Das jetzige Gebäude der Werkstatt in der Ackerstraße 2, in dem sich übrigens auch eine Post-Filiale befindet, ist erst 1996 entstanden. „Davor“, so der Inhaber, „war die Werkstatt gegenüber an unserem Wohnhaus in der Ackerstraße 5.“ Kunden, die noch die Ackerstraße 14 (für Bachmanns Wohnhaus) beziehungsweise die Ackerstraße 14a (für den flachen Werkstatt-Trakt) im Gedächtnis gespeichert haben, liegen nicht ganz falsch. Vor der jüngsten Änderung der Hausnummerierung stimmten diese Anschriften auch.

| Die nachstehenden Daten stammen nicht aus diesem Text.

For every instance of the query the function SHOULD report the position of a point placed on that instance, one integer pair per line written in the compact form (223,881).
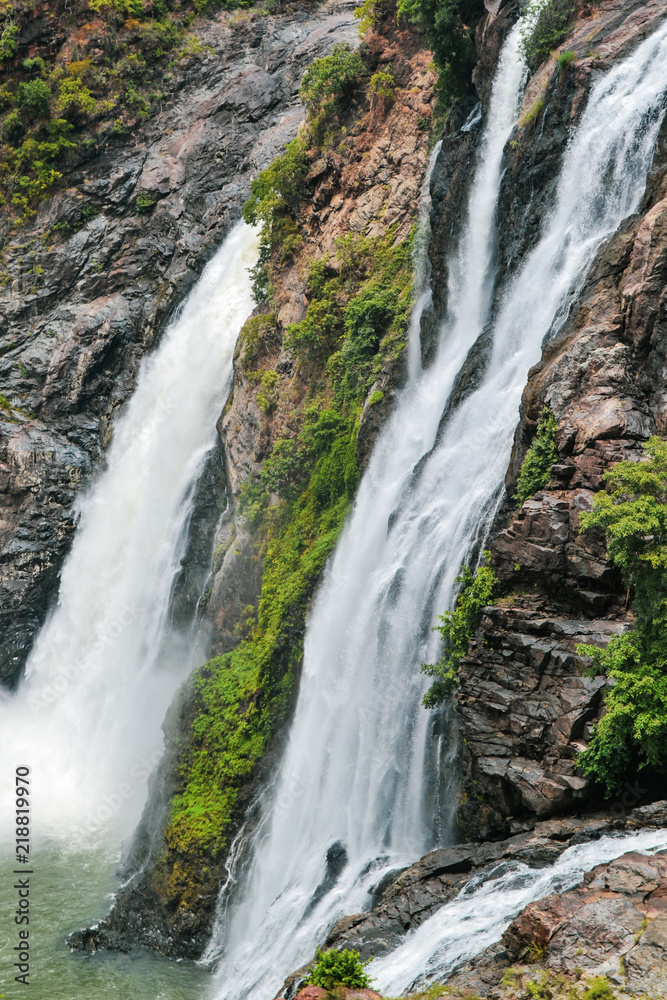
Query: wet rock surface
(375,184)
(77,314)
(525,704)
(418,892)
(612,925)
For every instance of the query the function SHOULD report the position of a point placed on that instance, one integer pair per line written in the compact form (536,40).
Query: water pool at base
(71,887)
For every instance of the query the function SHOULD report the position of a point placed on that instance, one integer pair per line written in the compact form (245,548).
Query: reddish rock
(613,924)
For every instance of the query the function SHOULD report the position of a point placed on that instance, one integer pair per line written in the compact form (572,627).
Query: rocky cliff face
(525,706)
(89,283)
(363,188)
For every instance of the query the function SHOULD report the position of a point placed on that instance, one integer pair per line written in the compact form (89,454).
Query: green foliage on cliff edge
(457,629)
(241,697)
(539,458)
(358,308)
(450,30)
(549,22)
(633,513)
(339,968)
(54,112)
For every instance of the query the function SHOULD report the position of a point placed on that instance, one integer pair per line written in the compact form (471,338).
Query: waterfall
(461,929)
(87,718)
(351,801)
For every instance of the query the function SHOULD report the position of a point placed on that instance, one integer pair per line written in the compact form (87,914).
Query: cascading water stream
(355,776)
(351,783)
(87,718)
(461,929)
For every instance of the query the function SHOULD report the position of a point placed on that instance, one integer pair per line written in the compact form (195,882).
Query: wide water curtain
(361,747)
(98,683)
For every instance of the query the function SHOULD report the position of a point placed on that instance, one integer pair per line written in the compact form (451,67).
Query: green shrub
(383,84)
(529,116)
(267,397)
(450,27)
(144,203)
(550,24)
(329,83)
(565,59)
(598,988)
(74,98)
(241,697)
(339,968)
(457,629)
(35,63)
(633,513)
(13,129)
(8,41)
(539,458)
(321,428)
(275,192)
(33,98)
(250,338)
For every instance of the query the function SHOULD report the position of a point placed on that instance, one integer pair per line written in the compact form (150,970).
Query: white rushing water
(359,778)
(87,718)
(482,911)
(360,743)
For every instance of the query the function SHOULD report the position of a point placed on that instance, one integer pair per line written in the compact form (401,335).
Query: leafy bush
(8,41)
(329,83)
(529,116)
(241,697)
(450,26)
(539,458)
(275,192)
(457,629)
(383,84)
(74,98)
(598,988)
(13,129)
(339,968)
(144,203)
(633,513)
(565,59)
(33,98)
(356,315)
(550,21)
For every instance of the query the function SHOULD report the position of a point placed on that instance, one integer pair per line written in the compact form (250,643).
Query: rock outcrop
(612,928)
(415,894)
(526,707)
(89,284)
(366,185)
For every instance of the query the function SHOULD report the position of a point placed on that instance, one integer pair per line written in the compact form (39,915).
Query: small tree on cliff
(633,513)
(457,629)
(339,968)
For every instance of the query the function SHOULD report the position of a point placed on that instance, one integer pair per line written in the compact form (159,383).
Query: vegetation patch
(359,300)
(541,455)
(531,114)
(549,22)
(632,511)
(339,968)
(477,590)
(53,114)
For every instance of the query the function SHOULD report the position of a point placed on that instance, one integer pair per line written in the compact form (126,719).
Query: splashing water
(348,804)
(354,795)
(87,719)
(481,912)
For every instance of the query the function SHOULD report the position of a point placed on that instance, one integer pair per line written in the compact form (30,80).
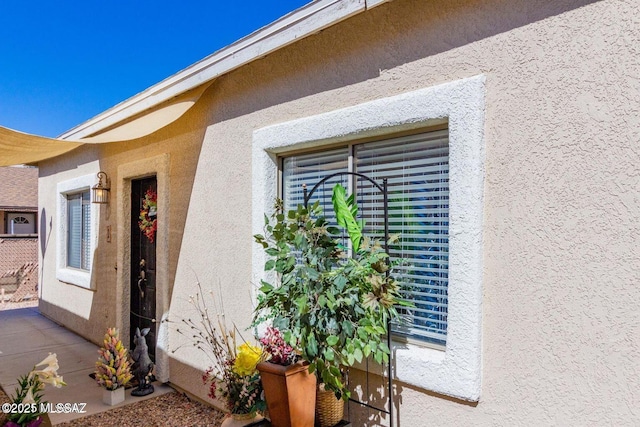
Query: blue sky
(63,62)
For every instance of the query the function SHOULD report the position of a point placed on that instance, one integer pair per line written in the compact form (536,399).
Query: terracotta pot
(290,392)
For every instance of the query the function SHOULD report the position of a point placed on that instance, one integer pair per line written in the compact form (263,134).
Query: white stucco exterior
(457,371)
(541,100)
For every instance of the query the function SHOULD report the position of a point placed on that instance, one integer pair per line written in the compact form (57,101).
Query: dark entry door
(144,223)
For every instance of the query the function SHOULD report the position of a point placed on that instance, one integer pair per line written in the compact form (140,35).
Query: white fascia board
(303,22)
(374,3)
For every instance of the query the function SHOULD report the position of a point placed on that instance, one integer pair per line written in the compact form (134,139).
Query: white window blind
(79,230)
(309,169)
(417,172)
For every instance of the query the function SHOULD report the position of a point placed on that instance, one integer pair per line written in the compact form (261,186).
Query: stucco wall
(90,311)
(559,324)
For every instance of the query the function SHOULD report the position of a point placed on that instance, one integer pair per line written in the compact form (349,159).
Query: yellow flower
(247,359)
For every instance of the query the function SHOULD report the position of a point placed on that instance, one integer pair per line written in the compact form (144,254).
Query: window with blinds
(79,230)
(417,171)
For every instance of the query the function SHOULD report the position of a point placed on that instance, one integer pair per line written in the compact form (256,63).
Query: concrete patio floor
(27,337)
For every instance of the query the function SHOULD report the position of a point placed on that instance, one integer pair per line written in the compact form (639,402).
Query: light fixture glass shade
(101,190)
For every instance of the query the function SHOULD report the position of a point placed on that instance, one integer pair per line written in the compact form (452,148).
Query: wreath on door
(148,222)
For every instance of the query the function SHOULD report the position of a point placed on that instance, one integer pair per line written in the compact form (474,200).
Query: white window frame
(456,370)
(64,273)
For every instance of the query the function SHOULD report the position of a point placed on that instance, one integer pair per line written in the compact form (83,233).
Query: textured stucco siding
(90,311)
(560,314)
(559,317)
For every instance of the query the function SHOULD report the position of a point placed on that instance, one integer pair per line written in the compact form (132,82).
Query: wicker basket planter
(329,409)
(290,392)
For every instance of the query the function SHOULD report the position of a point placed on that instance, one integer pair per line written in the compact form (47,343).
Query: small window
(417,170)
(79,230)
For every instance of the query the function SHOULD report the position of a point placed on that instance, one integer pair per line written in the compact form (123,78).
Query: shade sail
(19,148)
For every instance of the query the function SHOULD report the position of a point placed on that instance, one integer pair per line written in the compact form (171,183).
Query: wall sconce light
(101,191)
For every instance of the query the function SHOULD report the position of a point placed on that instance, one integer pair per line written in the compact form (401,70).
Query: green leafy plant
(28,395)
(332,308)
(232,376)
(113,369)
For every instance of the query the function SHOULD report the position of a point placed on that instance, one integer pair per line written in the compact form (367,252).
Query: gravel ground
(169,410)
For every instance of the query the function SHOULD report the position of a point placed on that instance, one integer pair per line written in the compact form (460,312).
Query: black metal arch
(384,190)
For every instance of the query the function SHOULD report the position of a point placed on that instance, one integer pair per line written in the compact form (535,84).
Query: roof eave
(303,22)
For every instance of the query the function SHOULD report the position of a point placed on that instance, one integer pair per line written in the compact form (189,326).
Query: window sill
(74,276)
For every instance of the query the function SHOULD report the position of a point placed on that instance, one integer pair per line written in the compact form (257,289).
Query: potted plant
(232,377)
(333,308)
(27,401)
(113,370)
(289,388)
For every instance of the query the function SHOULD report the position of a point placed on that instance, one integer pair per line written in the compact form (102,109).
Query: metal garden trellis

„Bis zwei Millimeter halte ich für vertretbar. Das wird auch von den Reifen-Herstellern so empfohlen.“
Neben den Flüssigkeitsständen (Öl, Kühlmittel, Bremsflüssigkeit) sowie dem Druckpunkt - der Bremshebel darf sich nicht bis zum Anschlag durchziehen bzw. durchtreten lassen - und der Wirksamkeit der Bremsen sollte jeder Fahrer eines kettengetriebenen Bikes zudem an die Kettenspannung denken.
„Das nötige Kettenspiel ist von Motorrad zu Motorrad unterschiedlich. Bei einem größeren Federweg muss der Kettendurchhang höher sein“, lässt André Bachmann gegenüber der MZ wissen.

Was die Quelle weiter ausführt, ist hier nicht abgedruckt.